Joseph Y. Resnick Airport , is located in Ellenville, New York, United States.

==Facilities and aircraft==
It is situated one mile northeast of the central business district, and contains one runway. The runway, 4/22, is of asphalt and measures 3838 × 75 ft.

The airport currently has "tie-down" spaces to rent and has aviation fuel available for purchase.

For the 12-month period ending May 15, 2014, the airport had approximately, 6328 aircraft operations, an average of 113 per week: 85% local general aviation, 14% transient general aviation, and 2% air taxi.
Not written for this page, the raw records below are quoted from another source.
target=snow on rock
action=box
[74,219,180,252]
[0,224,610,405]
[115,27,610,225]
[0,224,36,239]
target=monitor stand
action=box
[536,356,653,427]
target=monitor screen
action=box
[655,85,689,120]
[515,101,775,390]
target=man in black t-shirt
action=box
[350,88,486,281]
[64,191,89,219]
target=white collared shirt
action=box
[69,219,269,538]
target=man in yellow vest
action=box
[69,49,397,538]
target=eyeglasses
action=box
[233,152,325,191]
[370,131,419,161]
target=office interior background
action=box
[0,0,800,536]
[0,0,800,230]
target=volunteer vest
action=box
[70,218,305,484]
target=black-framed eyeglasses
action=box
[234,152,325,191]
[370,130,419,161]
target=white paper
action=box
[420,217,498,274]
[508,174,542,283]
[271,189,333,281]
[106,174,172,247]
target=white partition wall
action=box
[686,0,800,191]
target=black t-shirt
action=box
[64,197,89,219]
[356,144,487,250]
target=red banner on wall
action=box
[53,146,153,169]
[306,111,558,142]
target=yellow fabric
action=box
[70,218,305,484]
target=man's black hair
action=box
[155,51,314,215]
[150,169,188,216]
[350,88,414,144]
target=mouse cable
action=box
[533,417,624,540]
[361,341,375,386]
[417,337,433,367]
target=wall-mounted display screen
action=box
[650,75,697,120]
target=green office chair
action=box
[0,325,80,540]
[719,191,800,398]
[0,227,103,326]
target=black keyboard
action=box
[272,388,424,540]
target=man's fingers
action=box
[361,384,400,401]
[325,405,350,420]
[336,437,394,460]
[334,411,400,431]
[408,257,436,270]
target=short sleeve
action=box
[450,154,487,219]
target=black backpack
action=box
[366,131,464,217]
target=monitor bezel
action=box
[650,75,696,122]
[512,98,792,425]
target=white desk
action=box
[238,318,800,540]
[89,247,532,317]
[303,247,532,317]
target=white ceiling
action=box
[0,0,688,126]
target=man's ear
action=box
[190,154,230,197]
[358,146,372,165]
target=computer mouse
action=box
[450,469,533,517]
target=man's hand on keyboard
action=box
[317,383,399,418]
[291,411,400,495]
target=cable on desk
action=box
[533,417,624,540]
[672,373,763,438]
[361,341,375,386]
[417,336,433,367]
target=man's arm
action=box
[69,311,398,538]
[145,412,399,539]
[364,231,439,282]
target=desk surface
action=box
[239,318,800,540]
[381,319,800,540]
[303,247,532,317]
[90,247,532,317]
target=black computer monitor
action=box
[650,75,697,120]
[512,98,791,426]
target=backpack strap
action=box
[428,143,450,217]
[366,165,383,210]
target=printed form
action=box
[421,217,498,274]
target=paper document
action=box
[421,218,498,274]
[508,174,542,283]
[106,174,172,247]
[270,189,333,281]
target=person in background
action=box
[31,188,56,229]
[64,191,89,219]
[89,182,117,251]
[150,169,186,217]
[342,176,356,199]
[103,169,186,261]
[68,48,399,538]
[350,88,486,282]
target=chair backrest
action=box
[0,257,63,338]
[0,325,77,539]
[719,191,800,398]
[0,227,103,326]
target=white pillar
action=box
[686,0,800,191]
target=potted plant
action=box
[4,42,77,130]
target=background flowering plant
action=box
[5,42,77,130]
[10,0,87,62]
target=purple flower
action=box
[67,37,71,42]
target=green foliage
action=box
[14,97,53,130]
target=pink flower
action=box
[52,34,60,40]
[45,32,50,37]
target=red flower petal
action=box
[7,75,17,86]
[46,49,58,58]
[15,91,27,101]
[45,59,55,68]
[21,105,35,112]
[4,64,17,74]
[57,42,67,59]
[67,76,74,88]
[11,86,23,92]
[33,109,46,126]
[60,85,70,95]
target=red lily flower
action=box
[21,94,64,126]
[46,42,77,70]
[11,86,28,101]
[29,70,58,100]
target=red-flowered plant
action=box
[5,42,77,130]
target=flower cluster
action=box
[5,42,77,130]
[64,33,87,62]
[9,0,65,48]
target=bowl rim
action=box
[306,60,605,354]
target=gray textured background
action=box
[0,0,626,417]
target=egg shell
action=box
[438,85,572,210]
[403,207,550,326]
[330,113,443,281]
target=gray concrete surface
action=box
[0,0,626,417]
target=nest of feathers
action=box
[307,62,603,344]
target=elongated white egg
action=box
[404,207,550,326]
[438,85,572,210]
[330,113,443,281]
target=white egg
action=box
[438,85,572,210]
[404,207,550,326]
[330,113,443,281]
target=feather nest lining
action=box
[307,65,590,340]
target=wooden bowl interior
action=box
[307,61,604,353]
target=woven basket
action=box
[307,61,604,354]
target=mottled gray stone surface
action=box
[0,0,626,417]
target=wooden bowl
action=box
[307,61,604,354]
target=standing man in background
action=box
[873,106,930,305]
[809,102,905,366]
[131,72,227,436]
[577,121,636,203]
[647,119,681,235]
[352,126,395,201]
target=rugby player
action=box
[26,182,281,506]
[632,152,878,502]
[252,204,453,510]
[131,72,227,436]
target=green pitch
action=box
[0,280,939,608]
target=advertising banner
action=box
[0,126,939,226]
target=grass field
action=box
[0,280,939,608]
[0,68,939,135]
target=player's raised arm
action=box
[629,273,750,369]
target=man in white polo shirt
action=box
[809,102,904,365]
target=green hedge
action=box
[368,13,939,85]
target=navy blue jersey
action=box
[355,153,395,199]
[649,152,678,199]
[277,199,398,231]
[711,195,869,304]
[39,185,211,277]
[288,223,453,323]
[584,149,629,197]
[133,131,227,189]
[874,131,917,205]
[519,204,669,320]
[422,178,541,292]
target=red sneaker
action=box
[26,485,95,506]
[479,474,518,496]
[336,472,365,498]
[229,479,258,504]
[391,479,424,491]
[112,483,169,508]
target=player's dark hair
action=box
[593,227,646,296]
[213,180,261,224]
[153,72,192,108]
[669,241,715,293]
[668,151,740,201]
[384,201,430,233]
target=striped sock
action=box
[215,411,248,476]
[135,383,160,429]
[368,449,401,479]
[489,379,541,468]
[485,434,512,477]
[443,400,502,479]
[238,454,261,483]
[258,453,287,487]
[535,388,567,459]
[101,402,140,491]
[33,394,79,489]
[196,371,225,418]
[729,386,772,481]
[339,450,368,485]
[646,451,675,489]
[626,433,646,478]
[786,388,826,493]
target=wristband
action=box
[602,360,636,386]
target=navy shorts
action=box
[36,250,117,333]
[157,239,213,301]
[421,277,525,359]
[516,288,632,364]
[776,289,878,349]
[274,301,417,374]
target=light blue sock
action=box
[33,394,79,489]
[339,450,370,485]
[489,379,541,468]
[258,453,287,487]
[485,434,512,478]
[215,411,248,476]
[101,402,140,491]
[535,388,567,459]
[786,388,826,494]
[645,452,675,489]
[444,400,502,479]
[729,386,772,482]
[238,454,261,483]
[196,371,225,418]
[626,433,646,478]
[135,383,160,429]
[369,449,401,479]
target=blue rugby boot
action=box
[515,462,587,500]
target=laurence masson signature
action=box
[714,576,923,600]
At that time, there were 32 aircraft based at the airport: 31 single-engine and 1 multi-engine.

==History==
The airport was constructed in 1968. It is named after Joseph Yale Resnick, a member of the U.S. House of Representatives who served from January 3, 1965, until January 3, 1969. In 1988, the town of Wawarsing purchased the airport with the assistance of federal and state funding. It is still currently operated by the town of Wawarsing.